The key to progress toward adaptation of restorative justice frameworks is increased sensitivity to cross-cultural issues and dynamics that affect restorative justice programs and the administration of justice itself. Often the cultural backgrounds of victim, offender, and program staff member are different, and these differences can lead to miscommunication, misunderstandings, or, worse, revictimization of the victim.

This document's opening scenario demonstrates a brief exchange between people of different cultural backgrounds that left each participant feeling misunderstood, dissatisfied, and doubtful of the mediation's efforts to "humanize" the justice system.

A great danger when speaking of cross-cultural aspects is overgeneralization. There are as many differences within cultures as between cultures. For example, significant customs, communication styles, and world views distinguish the rural White from the urban White, the upper-class Black from the lower-class Black, the Mexican Latino from the Puerto Rican Latino, the reservation American Indian from the nonreservation American Indian. Differences within cultures are discussed later in this section, but first we consider variations across cultures.

Differences between persons raised and living in unlike cultural settings are often reflected in communication styles, typically in the way points of view are communicated; consider the potential pitfalls in interpreting another's nonverbal communication.
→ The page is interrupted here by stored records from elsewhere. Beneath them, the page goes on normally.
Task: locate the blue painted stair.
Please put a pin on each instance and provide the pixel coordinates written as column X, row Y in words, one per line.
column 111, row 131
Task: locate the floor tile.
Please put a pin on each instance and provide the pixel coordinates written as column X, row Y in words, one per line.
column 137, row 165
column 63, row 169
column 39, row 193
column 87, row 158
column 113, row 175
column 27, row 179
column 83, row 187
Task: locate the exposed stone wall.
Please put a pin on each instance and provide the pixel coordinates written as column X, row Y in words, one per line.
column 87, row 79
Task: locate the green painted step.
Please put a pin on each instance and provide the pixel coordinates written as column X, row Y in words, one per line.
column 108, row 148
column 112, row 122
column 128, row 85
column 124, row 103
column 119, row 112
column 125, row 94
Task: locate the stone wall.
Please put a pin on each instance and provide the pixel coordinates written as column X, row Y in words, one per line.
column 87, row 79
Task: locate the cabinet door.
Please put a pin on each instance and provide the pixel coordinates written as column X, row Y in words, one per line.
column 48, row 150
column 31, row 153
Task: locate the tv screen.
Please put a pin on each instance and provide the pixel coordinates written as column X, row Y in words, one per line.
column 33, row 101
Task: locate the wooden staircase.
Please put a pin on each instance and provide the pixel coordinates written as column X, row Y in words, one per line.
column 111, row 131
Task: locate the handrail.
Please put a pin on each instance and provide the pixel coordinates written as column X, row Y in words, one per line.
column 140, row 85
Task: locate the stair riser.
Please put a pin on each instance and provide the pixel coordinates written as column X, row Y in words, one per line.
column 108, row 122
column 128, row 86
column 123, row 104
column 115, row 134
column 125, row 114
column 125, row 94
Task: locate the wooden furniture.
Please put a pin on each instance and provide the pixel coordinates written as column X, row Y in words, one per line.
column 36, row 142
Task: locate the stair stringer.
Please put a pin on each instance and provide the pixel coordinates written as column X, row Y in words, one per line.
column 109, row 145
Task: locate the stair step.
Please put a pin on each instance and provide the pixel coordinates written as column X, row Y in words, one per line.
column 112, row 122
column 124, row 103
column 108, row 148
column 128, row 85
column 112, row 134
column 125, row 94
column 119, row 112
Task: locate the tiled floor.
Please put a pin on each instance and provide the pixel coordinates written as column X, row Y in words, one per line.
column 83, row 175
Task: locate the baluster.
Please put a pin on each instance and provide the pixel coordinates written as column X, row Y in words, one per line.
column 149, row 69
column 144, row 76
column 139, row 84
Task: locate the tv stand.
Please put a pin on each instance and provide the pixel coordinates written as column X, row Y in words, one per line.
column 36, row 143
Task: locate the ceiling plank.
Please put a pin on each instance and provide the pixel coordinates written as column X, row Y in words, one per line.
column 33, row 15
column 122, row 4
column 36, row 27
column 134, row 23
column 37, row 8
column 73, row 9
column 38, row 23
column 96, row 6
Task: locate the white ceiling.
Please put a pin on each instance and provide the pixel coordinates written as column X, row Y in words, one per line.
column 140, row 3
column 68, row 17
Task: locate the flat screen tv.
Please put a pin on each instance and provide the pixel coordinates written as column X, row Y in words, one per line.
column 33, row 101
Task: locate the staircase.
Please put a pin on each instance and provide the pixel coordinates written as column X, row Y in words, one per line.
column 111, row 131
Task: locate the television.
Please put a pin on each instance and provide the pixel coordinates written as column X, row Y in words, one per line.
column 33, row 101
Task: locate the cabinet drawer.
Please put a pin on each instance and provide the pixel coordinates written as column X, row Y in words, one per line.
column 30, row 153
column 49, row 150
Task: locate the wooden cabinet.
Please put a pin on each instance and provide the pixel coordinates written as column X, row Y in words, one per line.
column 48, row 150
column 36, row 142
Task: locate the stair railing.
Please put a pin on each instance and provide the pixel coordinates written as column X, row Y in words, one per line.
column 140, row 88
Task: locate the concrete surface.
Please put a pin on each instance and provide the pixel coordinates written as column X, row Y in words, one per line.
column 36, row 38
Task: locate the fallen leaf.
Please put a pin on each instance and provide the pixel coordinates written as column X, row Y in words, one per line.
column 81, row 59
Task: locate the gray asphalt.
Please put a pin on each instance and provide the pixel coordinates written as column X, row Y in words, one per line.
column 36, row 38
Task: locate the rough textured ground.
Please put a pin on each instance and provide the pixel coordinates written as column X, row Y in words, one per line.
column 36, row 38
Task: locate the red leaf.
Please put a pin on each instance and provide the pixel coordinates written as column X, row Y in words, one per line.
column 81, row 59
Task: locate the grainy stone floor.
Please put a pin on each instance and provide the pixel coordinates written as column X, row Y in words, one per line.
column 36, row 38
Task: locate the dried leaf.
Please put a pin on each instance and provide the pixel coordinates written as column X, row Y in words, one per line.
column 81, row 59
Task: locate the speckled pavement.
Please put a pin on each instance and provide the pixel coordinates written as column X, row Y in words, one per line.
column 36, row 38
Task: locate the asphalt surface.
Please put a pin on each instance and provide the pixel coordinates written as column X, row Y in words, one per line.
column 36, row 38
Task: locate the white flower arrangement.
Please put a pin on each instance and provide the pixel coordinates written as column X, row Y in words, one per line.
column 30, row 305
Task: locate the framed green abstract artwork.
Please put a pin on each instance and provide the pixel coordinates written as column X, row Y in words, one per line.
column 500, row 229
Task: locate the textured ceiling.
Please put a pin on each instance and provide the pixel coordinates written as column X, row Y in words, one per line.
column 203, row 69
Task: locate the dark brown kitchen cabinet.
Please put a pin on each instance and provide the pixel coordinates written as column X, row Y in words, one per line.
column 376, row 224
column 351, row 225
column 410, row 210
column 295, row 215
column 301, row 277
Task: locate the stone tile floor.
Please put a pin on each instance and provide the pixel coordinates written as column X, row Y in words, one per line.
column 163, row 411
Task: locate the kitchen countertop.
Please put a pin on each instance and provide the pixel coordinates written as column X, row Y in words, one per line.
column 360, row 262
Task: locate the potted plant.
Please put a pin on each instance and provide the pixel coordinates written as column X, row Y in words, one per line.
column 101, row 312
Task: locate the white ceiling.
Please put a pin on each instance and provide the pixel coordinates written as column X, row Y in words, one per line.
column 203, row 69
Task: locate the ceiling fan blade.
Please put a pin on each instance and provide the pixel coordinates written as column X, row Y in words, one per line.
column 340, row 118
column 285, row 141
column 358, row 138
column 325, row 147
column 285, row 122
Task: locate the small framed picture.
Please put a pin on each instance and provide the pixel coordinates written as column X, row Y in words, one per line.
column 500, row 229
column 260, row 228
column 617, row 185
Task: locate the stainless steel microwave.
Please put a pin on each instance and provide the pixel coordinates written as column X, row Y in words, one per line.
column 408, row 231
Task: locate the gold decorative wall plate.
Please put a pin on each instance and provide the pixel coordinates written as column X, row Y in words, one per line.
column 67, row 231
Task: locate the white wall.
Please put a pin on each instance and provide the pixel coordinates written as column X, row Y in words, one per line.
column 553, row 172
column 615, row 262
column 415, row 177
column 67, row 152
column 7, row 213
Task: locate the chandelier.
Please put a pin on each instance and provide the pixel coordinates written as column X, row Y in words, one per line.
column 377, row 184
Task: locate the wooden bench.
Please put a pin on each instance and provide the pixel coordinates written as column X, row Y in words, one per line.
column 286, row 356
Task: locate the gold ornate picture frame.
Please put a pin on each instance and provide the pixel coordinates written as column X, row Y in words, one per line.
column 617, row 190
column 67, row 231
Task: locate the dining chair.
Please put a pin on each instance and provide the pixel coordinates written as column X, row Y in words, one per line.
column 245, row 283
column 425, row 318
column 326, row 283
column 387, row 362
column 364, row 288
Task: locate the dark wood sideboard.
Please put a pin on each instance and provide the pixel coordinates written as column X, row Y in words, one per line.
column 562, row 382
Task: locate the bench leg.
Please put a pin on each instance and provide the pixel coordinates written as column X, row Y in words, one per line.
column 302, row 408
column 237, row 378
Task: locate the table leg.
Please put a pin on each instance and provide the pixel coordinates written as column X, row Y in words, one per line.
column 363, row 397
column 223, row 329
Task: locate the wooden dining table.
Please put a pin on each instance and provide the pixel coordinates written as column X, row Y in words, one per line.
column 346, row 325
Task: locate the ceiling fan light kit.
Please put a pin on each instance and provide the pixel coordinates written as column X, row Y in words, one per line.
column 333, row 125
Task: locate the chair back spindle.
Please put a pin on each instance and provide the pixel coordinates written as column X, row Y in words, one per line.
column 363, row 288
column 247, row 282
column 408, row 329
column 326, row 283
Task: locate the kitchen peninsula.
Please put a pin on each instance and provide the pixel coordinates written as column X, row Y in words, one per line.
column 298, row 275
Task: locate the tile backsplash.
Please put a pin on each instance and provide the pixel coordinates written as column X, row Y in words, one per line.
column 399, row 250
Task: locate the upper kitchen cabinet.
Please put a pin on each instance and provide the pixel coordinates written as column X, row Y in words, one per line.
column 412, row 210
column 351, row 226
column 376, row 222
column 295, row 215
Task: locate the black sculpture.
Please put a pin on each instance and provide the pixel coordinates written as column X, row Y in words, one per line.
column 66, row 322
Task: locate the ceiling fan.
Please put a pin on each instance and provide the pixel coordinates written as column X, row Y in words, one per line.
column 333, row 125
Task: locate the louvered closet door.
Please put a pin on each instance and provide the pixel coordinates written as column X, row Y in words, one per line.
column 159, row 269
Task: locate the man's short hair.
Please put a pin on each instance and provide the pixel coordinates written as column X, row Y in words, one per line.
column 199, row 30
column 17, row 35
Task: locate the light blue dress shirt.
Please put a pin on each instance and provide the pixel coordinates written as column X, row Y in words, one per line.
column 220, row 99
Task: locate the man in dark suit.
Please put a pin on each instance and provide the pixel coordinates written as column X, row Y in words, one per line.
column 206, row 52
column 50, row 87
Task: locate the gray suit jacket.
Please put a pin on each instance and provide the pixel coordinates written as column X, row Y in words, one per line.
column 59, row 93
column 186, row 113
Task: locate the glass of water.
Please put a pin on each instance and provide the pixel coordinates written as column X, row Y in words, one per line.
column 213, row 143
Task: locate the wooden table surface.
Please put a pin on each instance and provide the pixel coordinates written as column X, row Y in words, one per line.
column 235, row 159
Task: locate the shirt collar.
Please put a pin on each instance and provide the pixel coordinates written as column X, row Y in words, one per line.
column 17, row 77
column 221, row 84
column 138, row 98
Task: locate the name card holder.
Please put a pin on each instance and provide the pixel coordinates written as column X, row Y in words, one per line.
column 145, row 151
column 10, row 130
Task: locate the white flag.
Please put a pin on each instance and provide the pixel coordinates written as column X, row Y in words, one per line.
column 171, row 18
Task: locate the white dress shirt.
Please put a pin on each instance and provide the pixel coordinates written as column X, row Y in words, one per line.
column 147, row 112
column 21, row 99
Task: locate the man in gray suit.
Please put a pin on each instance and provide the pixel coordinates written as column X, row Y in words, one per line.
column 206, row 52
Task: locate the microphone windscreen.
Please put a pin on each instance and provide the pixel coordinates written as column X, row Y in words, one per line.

The following section draws considerably from research-based findings reported by D.W. Sue and D. Sue in Counseling the Culturally Different (1990).

Differences in Communication Styles

Proximity. Cultural experience may dictate how close to each other people stand when they converse. Generally, Latin Americans, Africans, Black Americans, Indonesians, Arabs, South Americans, and the French are more comfortable speaking with less distance between them than White Americans. In mediation or conversation, the White staff person is often seen backing away, possibly feeling confronted or attacked. The Latino victim will appear to be chasing the White American mediator across the room, believing the mediator to be aloof or thinking, "He believes he's too good for me." Both participants are misreading cues based on their cultural experiences and taking actions that will only reinforce misunderstandings. Another example of distance preference is the desire by many White Americans to keep a desk or table between themselves and the people they are talking to. In contrast, some Eskimos prefer sitting side by side when talking of intimate matters to sitting across from each other.

Body movements. Body movements often speak louder than words. Posture, smiling, eye contact, laughing, gestures, and many other movements communicate. How these nonverbal signals are interpreted may vary greatly from culture to culture. Asians may be puzzled and offended by a White mediator who wants to express herself with facial grimaces and smiles. The White mediator may conclude that the Asian, who has been taught to tightly control expressing his feelings, has no emotion. Thus, an individual raised to value control of emotions may not shed tears for having burgled a home but may be feeling remorse.

How many times have mental health professionals interpreted failure to make eye contact to mean avoidance of an issue, poor self-confidence, submissiveness, or guilt and shame? In many traditional American-Indian cultures it is disrespectful to look an elder in the eye. In the classroom, American-Indian students often fail to look at the professor when speaking; many prefer not to speak at all. Blacks make more frequent eye contact when speaking than when listening, which leads some practitioners to describe their Black clients as resistant or disinterested. Whites, on the other hand, tend to make eye contact more when listening than when speaking. It is not difficult to conclude that these variations in making eye contact may contribute to misunderstandings during mediation.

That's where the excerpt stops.